African Development Bank Group (AfDB)

Le Conseil d’administration du Fonds africain de développement (https://www.AfDB.org), le guichet concessionnel du Groupe de la Banque africaine de développement, a approuvé, le 1er juillet 2026 à Abidjan, un don de 4,23 millions de dollars américains pour mettre en œuvre la deuxième phase du projet d’intégration du capital naturel dans le financement du développement en Afrique.

Le projet concerne treize pays, à savoir le Burundi, le Cameroun, la République centrafricaine, la République démocratique du Congo, le Ghana, la Côte d’Ivoire, le Kenya, le Mozambique, le Rwanda, la Tanzanie, le Togo, la Zambie et le Zimbabwe.
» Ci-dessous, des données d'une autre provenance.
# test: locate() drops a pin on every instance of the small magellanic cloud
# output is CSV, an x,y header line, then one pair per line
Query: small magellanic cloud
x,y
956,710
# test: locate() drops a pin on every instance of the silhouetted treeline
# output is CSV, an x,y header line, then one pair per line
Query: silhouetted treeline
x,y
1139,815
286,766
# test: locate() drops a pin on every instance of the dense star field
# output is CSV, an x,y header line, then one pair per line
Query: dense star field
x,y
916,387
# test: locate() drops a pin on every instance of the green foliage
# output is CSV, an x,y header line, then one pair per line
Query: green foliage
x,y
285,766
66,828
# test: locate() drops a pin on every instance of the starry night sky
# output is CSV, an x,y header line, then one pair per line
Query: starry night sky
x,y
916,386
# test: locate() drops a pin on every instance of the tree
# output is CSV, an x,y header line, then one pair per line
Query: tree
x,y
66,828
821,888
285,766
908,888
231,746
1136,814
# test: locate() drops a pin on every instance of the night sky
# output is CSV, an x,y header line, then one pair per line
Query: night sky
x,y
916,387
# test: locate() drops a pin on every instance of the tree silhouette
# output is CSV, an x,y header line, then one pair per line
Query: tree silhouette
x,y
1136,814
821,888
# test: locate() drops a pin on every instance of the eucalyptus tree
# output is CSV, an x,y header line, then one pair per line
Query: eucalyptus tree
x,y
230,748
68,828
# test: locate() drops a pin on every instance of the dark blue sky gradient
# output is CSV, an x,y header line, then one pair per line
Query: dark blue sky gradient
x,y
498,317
Bénéficiant d’une contribution en nature du Fonds mondial pour la nature (WWF), l’agence publique allemande de coopération internationale  pour le développement durable (GIZ), l’Agence de développement de l’Union africaine – Nouveau Partenariat pour le développement de l’Afrique, la Commission économique pour l’Afrique, le Programme des Nations Unies pour l’environnement et les différents pays participants, il vise à renforcer un environnement propice à une meilleure valorisation du capital naturel et à son intégration dans le processus de décision politique et financière.

La stratégie consiste à renforcer les systèmes d’élaboration de politiques, les systèmes statistiques, les cadres institutionnels et les dispositifs de production des connaissances nécessaires aux pays membres régionaux participant au projet et à la Banque pour évaluer le capital naturel et en tenir compte dans l’élaboration des politiques publiques. Le projet y parviendra grâce à un ensemble intégré de mesures comprenant un appui aux politiques, une assistance technique, des évaluations de l’état de préparation statistique, des outils de financement de la biodiversité, des projets pilotes d’évaluation de la richesse verte, le renforcement des capacités et l’apprentissage entre pairs.
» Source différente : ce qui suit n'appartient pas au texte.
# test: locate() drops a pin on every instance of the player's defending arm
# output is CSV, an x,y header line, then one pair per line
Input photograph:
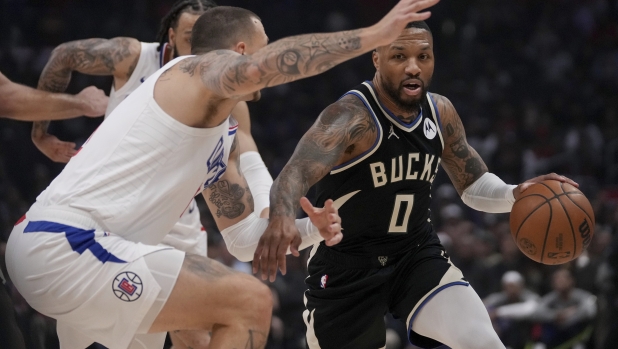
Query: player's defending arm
x,y
231,204
251,164
117,57
24,103
478,188
229,74
337,129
À terme, le projet prévu pour être en mis en œuvre entre octobre 2026 et septembre 2029, devrait ainsi générer des produits en matière de politiques, de statistiques, d’institutions et de connaissances qui contribueront à une meilleure intégration du capital naturel dans la planification du développement.

Ces produits devraient produire plusieurs résultats concrets, notamment : le renforcement des capacités, l’amélioration des cadres d’action publique, ainsi que des méthodes de mesure de la richesse naturelle, la prise en compte accrue de la biodiversité et du capital naturel dans le financement et la planification, ainsi que le renforcement de la coordination de la mise en œuvre de la comptabilisation du capital naturel dans l’ensemble des pays participants.
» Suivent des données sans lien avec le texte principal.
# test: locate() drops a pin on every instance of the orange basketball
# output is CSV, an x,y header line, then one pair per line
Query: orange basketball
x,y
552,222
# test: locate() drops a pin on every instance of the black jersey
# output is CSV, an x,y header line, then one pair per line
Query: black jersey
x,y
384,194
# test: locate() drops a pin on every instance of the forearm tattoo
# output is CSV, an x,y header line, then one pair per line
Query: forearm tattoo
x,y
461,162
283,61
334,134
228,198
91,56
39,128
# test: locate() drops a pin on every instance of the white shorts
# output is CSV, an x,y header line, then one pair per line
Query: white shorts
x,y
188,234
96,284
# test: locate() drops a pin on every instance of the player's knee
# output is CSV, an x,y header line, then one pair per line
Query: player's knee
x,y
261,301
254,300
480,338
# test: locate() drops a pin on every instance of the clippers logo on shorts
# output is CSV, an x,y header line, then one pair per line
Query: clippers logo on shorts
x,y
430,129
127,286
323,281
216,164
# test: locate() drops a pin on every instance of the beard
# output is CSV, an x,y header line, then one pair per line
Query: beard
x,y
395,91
« Ce projet doit contribuer à un développement résilient aux effets du changement climatique, favorable à la nature et inclusif, en permettant aux pays africains de mieux reconnaître, mesurer et gérer leur richesse naturelle, tout en renforçant la base factuelle qui éclaire le financement du développement, le dialogue sur les politiques souveraines et la mobilisation d’investissements verts », a souligné Innocent Onah, Chargé en chef des ressources naturelles au Groupe de la Banque africaine de développement. « Cela pourrait, à long terme, se traduire par des améliorations tangibles du développement des pays ciblés en termes de croissance du produit intérieur brut (PIB), d’augmentation des flux d’investissements directs étrangers, de développement économique, de réduction de la pauvreté, d’amélioration de l’emploi, de compétitivité économique et de notation des risques financiers et économiques », a-t-il ajouté.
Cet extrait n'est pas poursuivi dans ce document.